A girl reads a book on her balcony as smoke rises from chimneys of a steel plant, on a hazy day in Quzhou, Zhejiang province April 3, 2014.
Smog-hit China is set to pass a new law that would give Beijing more powers to shut polluting factories and punish officials, and even place protected regions off-limits to industrial development, scholars with knowledge of the situation said.
Long-awaited amendments to China's 1989 Environmental Protection Law are expected to be finalised later this year, giving the Ministry of Environmental Protection (MEP) greater authority to take on polluters.
While some details of the fourth draft are still under discussion, it has been agreed that the principle of prioritising the environment above the economy will be enshrined in law, according to scholars who have been involved in the process.
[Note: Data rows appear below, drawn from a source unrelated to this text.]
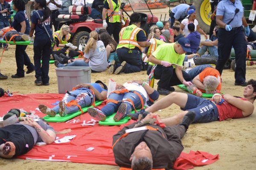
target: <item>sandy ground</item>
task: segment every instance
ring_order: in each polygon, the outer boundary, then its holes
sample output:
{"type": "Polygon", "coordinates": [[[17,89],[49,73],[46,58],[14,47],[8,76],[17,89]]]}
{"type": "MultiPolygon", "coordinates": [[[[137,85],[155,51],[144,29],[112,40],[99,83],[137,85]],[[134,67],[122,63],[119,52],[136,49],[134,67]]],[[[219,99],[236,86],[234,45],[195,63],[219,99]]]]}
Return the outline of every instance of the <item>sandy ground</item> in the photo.
{"type": "MultiPolygon", "coordinates": [[[[168,11],[167,9],[165,9],[168,11]]],[[[26,75],[24,78],[14,79],[12,75],[16,73],[15,56],[15,46],[11,45],[9,50],[5,52],[0,65],[2,73],[9,76],[6,80],[0,81],[0,87],[11,92],[19,92],[21,94],[58,93],[58,84],[54,64],[50,65],[49,86],[36,86],[34,84],[35,73],[26,75]]],[[[0,52],[2,49],[0,50],[0,52]]],[[[32,46],[28,47],[26,52],[33,61],[32,46]]],[[[256,65],[247,66],[246,79],[256,79],[256,65]]],[[[25,69],[25,71],[26,69],[25,69]]],[[[234,95],[241,96],[244,87],[234,86],[234,72],[225,70],[222,74],[222,91],[234,95]]],[[[113,75],[107,71],[91,75],[91,82],[97,80],[108,83],[113,78],[119,83],[133,79],[145,81],[145,71],[135,74],[113,75]]],[[[155,86],[155,88],[157,86],[155,86]]],[[[176,91],[182,91],[177,87],[176,91]]],[[[163,98],[160,96],[160,98],[163,98]]],[[[256,106],[256,102],[254,104],[256,106]]],[[[180,110],[177,106],[172,106],[161,112],[162,117],[173,115],[180,110]]],[[[254,114],[246,118],[230,119],[222,122],[215,121],[207,124],[192,125],[182,139],[184,152],[190,150],[208,152],[212,154],[219,154],[220,159],[215,163],[195,170],[255,170],[256,165],[256,115],[254,114]]],[[[115,170],[117,166],[79,164],[68,162],[41,161],[18,159],[0,158],[0,169],[3,170],[115,170]]]]}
The fourth draft is due to be completed within weeks.
"(Upholding) environmental protection as the fundamental principle is a huge change, and emphasizes that the environment is a priority," said Cao Mingde, a law professor at the China University of Political Science and Law, who was involved in the drafting process.
The first change to the legislation in 25 years will give legal backing to Beijing's newly declared war on pollution and formalize a pledge made last year to abandon a decades-old growth-at-all-costs economic model that has spoiled much of China's water, skies and soil.
Cao cautioned that some of the details of the measures could be removed as a result of bureaucratic horsetrading. The MEP has called for the law to spell out how new powers can be implemented in practice, but the National Development and Reform Commission (NDRC), the country's top economic planning agency, prefers broader, more flexible principles.
"There is a usual practice when everyone is unable to come to a complete agreement - we first put an idea into the law and then draw up detailed administrative rules later," Cao said.
Local authorities' dependence on the taxes and employment provided by polluting industries is reflected by the priorities set out in China's growth-focused legal code, said Wang Canfa, an environment law professor who runs the Center for Pollution Victims in China and also took part in the drafting stage.
The environment ministry did not respond to detailed questions on its role in the drafting process and the specific content of the new amendments, but said the legislation was currently in the hands of the Legal Work Committee of the National People's Congress (NPC), China's legislature.
The protracted legal process usually kicks off with a number of drafts from academic institutions, which are then examined by ministries, local governments and industry groups. A new draft then goes to the legal affairs office of the State Council, China's cabinet, before being delivered to the NPC and opened up to members of the public to have their say.
In the absence of legally enshrined powers, the environment ministry has often made do with one-off national inspection campaigns to name and shame offenders, as well as ad hoc arrangements with local courts and police authorities to make sure punishments are imposed and repeat offenders shut down. It has also stretched existing laws to its advantage.
Last year, it began to use its powers of approval over environmental impact assessments, which are mandatory for all new industrial projects, to force powerful industrial firms such as Sinopec and the China National Petroleum Corporation to cut emissions at some of their plants, threatening to veto all new approvals until the firms met their targets.
The new law would give the ministry the legal authority to take stronger punitive action.
"The environment ministry could only impose fines and management deadlines," Cao said. "Now we can close and confiscate them. It's an important right."
It will also set up a more comprehensive range of punishments, putting an end to a maximum fine system that allowed enterprises to continue polluting once they had paid a one-off fee normally much lower than the cost of compliance.
Cao said the final draft was also likely to impose an "ecological red line" that will declare certain protected regions off-limits to polluting industry, though detailed definitions are likely to come later.
The legislation also proposes to formalize a system by which local cadres are assessed according to their record on pollution issues, including meeting emissions targets.
Experts have welcomed commitments to improve transparency and compel polluters to provide comprehensive and real-time emissions data. Criminal penalties will also be imposed on those found guilty of trying to evade pollution monitoring systems.
"The provisions on transparency are probably the most positive step forward. These include the requirement that key polluters disclose real-time pollution data," said Alex Wang, expert in Chinese environmental law at UCLA. Wang said he had not seen the later, non-public drafts of the legislation.
For nearly two years, scholars, ministries, local governments, companies and environment ministry officials have been debating the changes to the environmental protection law.
One of the most fiercely contested parts of the new draft was a clause designed to prevent most environmental non-governmental organizations (NGOs) from filing lawsuits against polluters.
The first draft said lawsuits could only be filed via the government-affiliated All-China Environmental Federation, though subsequent changes allowed other government-registered organizations that have been operating for at least five years to launch legal action.
Polluting industries have lobbied government officials not to relax the restrictions on the rights of NGOs to file suits, said Cao, who has attended numerous meetings with government officials on the new legislation.
UCLA's Wang said the ultimate success of China's war on pollution would be determined not by symbolic new legislation but by specific targets and guidelines that are now being imposed on local governments.
"Many people point to China's laws as a sign of the government's concern about the environment," he said. "But changes in bureaucratic targets are a more direct indication of changing priorities and can tell us whether Beijing means business."